Nineteen; "Correlation doesn't make causation."

Mulai dari awal
                                        

Angga menghela napas, berusaha menenangkan dirinya. Ia tidak percaya ini terjadi. Ia tidak percaya bahwa dengan rencananya untuk merayakan kelulusan sahabatnya, Viola yang harus menjadi korban malam itu juga. Rahangnya mengeras. Ia benci dengan gadis tersebut, namun ia lebih benci dengan dirinya yang tidak mampu menjaga Viola.

"Ngga, please."

Angga segera membantu Viola berdiri, tidak berkata apa-apa lagi dan tidak peduli dengan apa-apa lagi. Dunianya terasa runtuh sesaat ia melihat pemandangan Viola yang duduk tidak berdaya di sana dengan pakaian yang koyak. Pemandangan itu tidak akan bisa hilang dari kepalanya.

Viola menunjuk kantong plastik tersebut, seakan-akan ingin meraihnya membuat Angga dengan sigap meraih kantong itu, kemudian memapah Viola masuk ke dalam gedung hotel kembali tanpa berniat mengecek keadaan Viola.

Bukan karena tidak peduli, lebih tepatnya karena Angga tidak ingin mengetahui sejauh apa dirinya merusak sahabatnya malam ini.

"Jangan kasih tahu Thalea." Viola bahkan tidak peduli untuk membahas hal lain.

Angga tidak menjawab. Tangannya bergerak menekan tombol lift. Berusaha untuk tidak peduli dengan kalimat permohonan Viola.

"Angga," panggil Viola lemah, namun Angga bisa mendengar bahwa Viola menuntut untuk didengarkan.

Angga akhirnya menoleh. Rasanya hatinya diiris berulang kali dengan brutal saat melihat pemandangan di sampingnya, ini semua karenanya.

Viola menatap Angga dengan penuh permohonan. "Please, don't tell Thalea about this," Viola memohon. Wajahnya terlihat lelah, takut, dan marah, semuanya bercampur menjadi satu dan ia masih memikirkan tentang Thalea.

Angga masih tidak merespons. Ia yakin Thalea akan menanyakan hal ini, menuntut kebenaran, dan akan membalas dendam.

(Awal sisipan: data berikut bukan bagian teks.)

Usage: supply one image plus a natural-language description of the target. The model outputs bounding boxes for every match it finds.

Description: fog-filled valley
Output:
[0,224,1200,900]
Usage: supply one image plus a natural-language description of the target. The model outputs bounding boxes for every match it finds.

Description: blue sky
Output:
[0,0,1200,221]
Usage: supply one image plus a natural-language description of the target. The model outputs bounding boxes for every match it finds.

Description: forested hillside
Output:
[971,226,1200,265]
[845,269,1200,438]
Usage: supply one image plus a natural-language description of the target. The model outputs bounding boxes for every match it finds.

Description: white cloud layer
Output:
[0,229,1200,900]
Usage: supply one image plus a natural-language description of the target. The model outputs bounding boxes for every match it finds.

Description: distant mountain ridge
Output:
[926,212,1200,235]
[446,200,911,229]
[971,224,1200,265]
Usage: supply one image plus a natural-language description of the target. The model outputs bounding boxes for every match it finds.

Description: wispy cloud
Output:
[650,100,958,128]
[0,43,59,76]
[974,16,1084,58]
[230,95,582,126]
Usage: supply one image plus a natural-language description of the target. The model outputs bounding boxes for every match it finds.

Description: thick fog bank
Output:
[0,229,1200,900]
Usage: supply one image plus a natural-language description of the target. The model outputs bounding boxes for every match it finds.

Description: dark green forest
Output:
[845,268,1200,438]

"Angga, look at me, please."

Angga menoleh, Viola menatapnya dengan penuh harap, dengan wajah yang benar-benar kacau. "Janji sama gue, lo nggak bakalan ngasih tahu Thalea soal ini." Gadis itu bahkan menekankan semua kalimatnya.

Angga terdiam, masih enggan merespons. Ia tidak ingin berjanji sesuatu hal yang ia tidak mampu lakukan.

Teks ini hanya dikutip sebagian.